Pregnancy was not easy for me. I suffered only one loss, and granted others have had it worse, but it was my first pregnancy. That loss occurred in February 2022, just before Valentine’s Day. I went to the ER and found out I was having a chemical miscarriage, 1 week after. I was 6 weeks along. It still hurts to this day. Afterwards, we were told I likely wouldn’t be able to have kids, but my partner and I would’ve never been able to afford fertility treatments. My rainbow baby, who is a year old now, was a complete surprise, and was conceived only 8 months post loss.
The process and experience of being pregnant was not easy either. I had extreme hyperemesis gravidarum, and spent most of my first trimester and half of my second in and out of the local ER for treatment, with one hospitalization due to being so chronically sick. I have 1 doctor to thank for pushing for it, because that hospitalization saved myself and my baby. My heart issues got worse, and my hyperemesis resisted until 27-28 weeks, and it suddenly stopped. I was okay from that point forward.
As far as I know, my one and only loss happened due to a chemical miscarriage, but I was on some pretty heavy antidepressants at the time, and we have no clue if those played into it. I keep wondering still, as I was only 6 weeks.
My rainbow baby girl is the light of my life, along with my supportive partner, and her name is Jasmine. Her middle name is Margaret, which was the first name of my now late grandmother who passed from stage 4 pancreatic cancer when I was 3 weeks postpartum. It’s our way of keeping her memory alive.
As for loss experience and birth experience, my loss was traumatic. I started having such bad pain while still in the ER bed and started bleeding once I was home. It lasted for 3 weeks after, and I felt so guilty, like it was my fault it happened. Fast forward 16 months, and my daughter was born. We made the decision to attempt to induce labor at 39 weeks due to health issues on my end and a fetal diagnosis of microcephaly. The attempted induction went on for almost 3 days, and my body was tired, my daughter’s heart rate decelerating, and my doctor came into the room. We decided the best way at that point was to go through with an emergency C-section. Within an hour, I was prepped and a half hour after that, my daughter was born. I couldn’t see her right away as she needed CPAP therapy at birth, and was wheeled to the nursery at 20 minutes of life.
For my loss, there was no keepsakes, as I was too early, and I hadn’t established prenatal care yet. My rainbow, we came home with a certificate with her tiny footprints on it, plus the door decorations and a seasonal printout with her footprints on that as well.
The hospital system where I was at wasn’t very supportive either and laughed me out of the ER as I began to officially miscarry. They told me to suck it up and go home and suffer.
As for my family and friends, there was an immediate outpouring of support for both myself and my partner. It was horrible on both of us mentally in the beginning, although it’s getting easier as time goes on. I already struggle with mental health issues and was on meds, so I was feeling bad feelings of depression, anger, and self-hatred. I heavily believed it was purely my fault that I lost my angel, and still do to some degree. I just thought if I wasn’t on those meds that maybe I wouldn’t have miscarried.
We never really planned on trying again after, because we were told that I likely wouldn’t ever be able to have biological children due to PCOS and endometriosis. Imagine our surprise when I got those 2 pink lines on a chilly October morning.
As of yet, we don’t do anything special to remember our angel, but I want to start something soon. I need to take comfort in knowing they’re still there in a way.

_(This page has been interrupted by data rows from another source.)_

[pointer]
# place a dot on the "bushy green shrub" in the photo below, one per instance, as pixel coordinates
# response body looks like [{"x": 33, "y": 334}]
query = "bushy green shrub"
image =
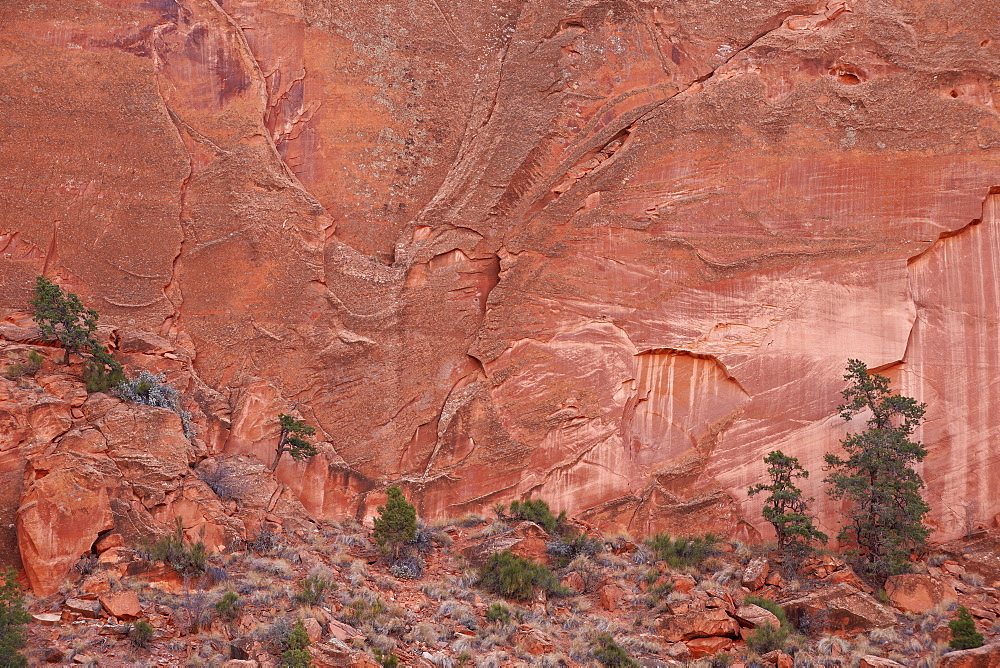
[
  {"x": 396, "y": 524},
  {"x": 537, "y": 511},
  {"x": 228, "y": 607},
  {"x": 683, "y": 551},
  {"x": 154, "y": 390},
  {"x": 141, "y": 633},
  {"x": 13, "y": 618},
  {"x": 609, "y": 653},
  {"x": 313, "y": 589},
  {"x": 963, "y": 631},
  {"x": 297, "y": 656},
  {"x": 569, "y": 546},
  {"x": 511, "y": 576},
  {"x": 173, "y": 549},
  {"x": 766, "y": 638},
  {"x": 498, "y": 613}
]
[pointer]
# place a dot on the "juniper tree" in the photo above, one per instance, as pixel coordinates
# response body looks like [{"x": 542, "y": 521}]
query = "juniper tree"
[
  {"x": 290, "y": 440},
  {"x": 64, "y": 316},
  {"x": 785, "y": 508},
  {"x": 885, "y": 510},
  {"x": 396, "y": 523}
]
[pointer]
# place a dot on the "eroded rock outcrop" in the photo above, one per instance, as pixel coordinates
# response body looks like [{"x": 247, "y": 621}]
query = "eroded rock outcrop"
[{"x": 606, "y": 253}]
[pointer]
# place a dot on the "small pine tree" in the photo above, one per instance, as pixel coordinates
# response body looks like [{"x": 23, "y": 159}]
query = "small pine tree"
[
  {"x": 785, "y": 508},
  {"x": 297, "y": 656},
  {"x": 963, "y": 631},
  {"x": 885, "y": 511},
  {"x": 13, "y": 618},
  {"x": 290, "y": 440},
  {"x": 64, "y": 316},
  {"x": 396, "y": 523}
]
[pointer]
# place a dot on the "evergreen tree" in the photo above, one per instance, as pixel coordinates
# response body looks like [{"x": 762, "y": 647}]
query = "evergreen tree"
[
  {"x": 785, "y": 508},
  {"x": 13, "y": 618},
  {"x": 885, "y": 511},
  {"x": 64, "y": 316},
  {"x": 290, "y": 440},
  {"x": 396, "y": 523}
]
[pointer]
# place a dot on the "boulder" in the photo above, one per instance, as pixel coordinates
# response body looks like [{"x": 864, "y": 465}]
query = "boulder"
[
  {"x": 987, "y": 656},
  {"x": 610, "y": 596},
  {"x": 84, "y": 607},
  {"x": 918, "y": 593},
  {"x": 698, "y": 624},
  {"x": 122, "y": 604},
  {"x": 700, "y": 647},
  {"x": 753, "y": 616},
  {"x": 840, "y": 607},
  {"x": 872, "y": 661},
  {"x": 755, "y": 574}
]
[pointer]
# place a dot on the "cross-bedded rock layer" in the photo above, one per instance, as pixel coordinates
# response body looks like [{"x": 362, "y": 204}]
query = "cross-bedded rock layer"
[{"x": 605, "y": 252}]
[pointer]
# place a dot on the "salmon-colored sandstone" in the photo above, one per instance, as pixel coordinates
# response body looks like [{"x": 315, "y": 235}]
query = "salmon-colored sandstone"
[{"x": 606, "y": 253}]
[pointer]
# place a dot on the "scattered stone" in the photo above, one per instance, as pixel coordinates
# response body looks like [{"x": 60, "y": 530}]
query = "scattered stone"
[
  {"x": 86, "y": 608},
  {"x": 47, "y": 618},
  {"x": 918, "y": 593},
  {"x": 698, "y": 624},
  {"x": 755, "y": 574},
  {"x": 122, "y": 604},
  {"x": 840, "y": 607},
  {"x": 313, "y": 628},
  {"x": 872, "y": 661},
  {"x": 610, "y": 596},
  {"x": 754, "y": 616},
  {"x": 700, "y": 647},
  {"x": 987, "y": 656}
]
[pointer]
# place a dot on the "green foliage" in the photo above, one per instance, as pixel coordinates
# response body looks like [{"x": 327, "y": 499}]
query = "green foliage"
[
  {"x": 568, "y": 546},
  {"x": 185, "y": 557},
  {"x": 313, "y": 589},
  {"x": 387, "y": 660},
  {"x": 297, "y": 656},
  {"x": 511, "y": 576},
  {"x": 885, "y": 510},
  {"x": 682, "y": 551},
  {"x": 13, "y": 618},
  {"x": 141, "y": 633},
  {"x": 396, "y": 523},
  {"x": 498, "y": 613},
  {"x": 228, "y": 607},
  {"x": 609, "y": 653},
  {"x": 785, "y": 508},
  {"x": 291, "y": 440},
  {"x": 771, "y": 607},
  {"x": 64, "y": 316},
  {"x": 963, "y": 631},
  {"x": 534, "y": 510}
]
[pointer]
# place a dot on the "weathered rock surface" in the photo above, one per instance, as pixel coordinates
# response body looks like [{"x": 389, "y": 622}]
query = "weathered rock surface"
[
  {"x": 987, "y": 656},
  {"x": 918, "y": 593},
  {"x": 605, "y": 253},
  {"x": 840, "y": 607}
]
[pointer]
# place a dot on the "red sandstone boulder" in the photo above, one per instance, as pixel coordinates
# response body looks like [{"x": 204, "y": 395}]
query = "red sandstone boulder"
[
  {"x": 698, "y": 624},
  {"x": 840, "y": 607},
  {"x": 918, "y": 593},
  {"x": 987, "y": 656},
  {"x": 122, "y": 604},
  {"x": 700, "y": 647}
]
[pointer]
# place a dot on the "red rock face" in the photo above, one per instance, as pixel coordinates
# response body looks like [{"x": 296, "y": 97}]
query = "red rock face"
[{"x": 607, "y": 253}]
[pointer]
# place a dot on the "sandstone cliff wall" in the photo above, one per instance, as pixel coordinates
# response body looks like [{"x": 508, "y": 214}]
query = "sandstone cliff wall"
[{"x": 606, "y": 252}]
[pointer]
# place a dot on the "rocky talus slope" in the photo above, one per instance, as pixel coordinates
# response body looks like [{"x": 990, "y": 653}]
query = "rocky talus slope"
[{"x": 605, "y": 252}]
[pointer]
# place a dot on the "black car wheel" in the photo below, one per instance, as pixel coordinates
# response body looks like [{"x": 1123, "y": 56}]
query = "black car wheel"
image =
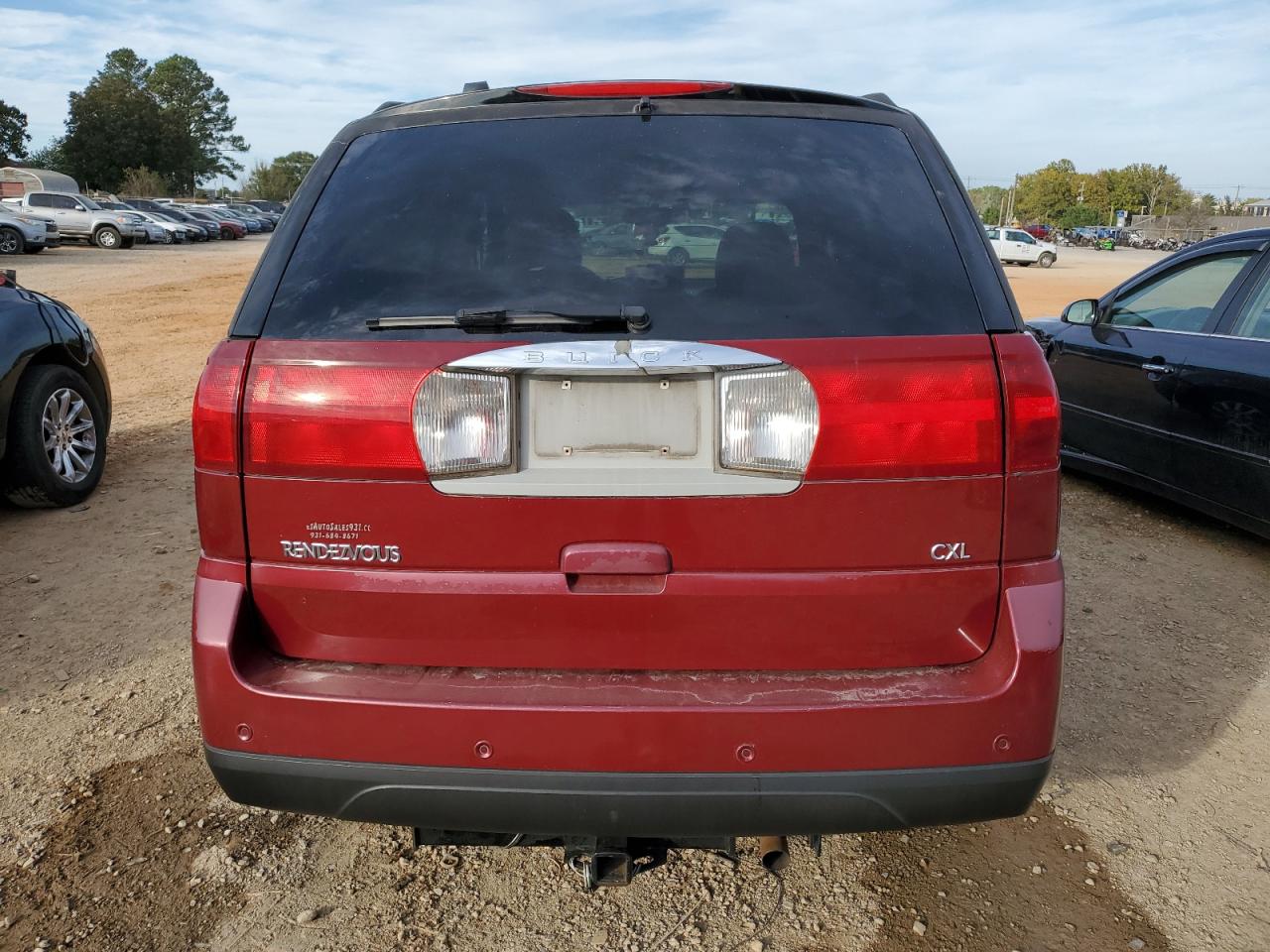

For anyone else who’s ever experienced a pregnancy/infant/child loss, it’s going to be rough at first. I know it was for me. You’re going to need support, and you’re going to need time to process and grieve your loss. Most importantly though, it isn’t your fault. Please remember that. I heavily believe our angel helped guide our daughter to us, and I’m sure that that’s happened for others who’ve gone through this. You’re still a parent, even if your only child/ren resulted in loss. Nobody can take away the fact that you created and carried a human being, even if it was a short time. Your rainbow will come with time. From one rainbow/angel mama to another, you’re truly not alone.